Google Cloud Natural Language API

Today\'s blog post is a hands-on demo and evaluation of the Google Cloud Natural Language API. Like all cherry picked examples/demos, their site shows an impressive result in the system\'s ability to do entity identification, sentiment analysis, and extract syntax. How will the results be on a real world dataset?

As I\'ve done previously, I\'m going to use the episode short descriptions found in the Data Skeptic RSS feed. At times, we\'ve done extensive write ups, while for other episodes, these are terse and written at the last minute. While we\'re striving to improve these with time, the older ones are admittedly not as good. Let\'s keep that in mind as we evaluate.

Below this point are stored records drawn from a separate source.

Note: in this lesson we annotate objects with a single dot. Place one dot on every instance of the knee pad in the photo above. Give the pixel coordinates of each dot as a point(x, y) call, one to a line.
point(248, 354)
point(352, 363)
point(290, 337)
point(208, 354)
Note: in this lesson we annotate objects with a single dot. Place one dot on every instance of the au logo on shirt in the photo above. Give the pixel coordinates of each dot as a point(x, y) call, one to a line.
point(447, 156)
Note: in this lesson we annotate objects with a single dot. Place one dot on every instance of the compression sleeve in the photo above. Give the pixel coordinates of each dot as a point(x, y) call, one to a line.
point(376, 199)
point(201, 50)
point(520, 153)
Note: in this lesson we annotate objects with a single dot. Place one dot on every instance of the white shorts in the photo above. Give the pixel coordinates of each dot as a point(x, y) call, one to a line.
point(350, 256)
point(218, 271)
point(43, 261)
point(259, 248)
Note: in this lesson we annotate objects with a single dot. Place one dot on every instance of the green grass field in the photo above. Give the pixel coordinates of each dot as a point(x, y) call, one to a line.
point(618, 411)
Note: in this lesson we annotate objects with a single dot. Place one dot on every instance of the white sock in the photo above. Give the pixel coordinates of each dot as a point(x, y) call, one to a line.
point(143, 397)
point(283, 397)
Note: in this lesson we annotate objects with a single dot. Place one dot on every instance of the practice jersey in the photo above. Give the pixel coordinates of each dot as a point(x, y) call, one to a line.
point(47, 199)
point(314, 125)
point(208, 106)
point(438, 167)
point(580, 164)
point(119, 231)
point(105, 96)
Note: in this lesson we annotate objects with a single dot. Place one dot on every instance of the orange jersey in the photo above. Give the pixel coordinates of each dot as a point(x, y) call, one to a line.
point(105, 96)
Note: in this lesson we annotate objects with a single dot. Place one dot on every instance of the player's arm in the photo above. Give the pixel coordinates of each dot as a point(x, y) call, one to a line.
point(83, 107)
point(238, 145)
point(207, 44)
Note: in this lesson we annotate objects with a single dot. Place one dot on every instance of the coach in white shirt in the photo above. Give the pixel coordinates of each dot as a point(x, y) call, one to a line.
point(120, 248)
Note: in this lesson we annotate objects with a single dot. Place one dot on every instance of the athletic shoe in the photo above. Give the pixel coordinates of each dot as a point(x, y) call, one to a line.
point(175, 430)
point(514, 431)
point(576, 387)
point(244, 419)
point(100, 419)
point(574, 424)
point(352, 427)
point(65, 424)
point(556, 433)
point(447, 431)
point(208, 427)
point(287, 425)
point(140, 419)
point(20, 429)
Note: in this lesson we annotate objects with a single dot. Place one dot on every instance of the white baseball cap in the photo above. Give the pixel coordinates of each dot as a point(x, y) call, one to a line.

This API allows a fairly generous free tier of 5k requests per month. Requests beyond this are cheap enough that a graduate student could easily afford using it for their research. At the time of writing this, it\'s $0.01 per use from 5k-1M requests, and progressively discounted after that.

You will, however, need to take a few steps including enabling billing, as description in the Quickstart.

While there are some Python wrapper libraries, I found them infuriatingly difficult to install and use. I spent more time trying to get it working than to just code it directly via the RESTful API, so that\'s what I did in the code below.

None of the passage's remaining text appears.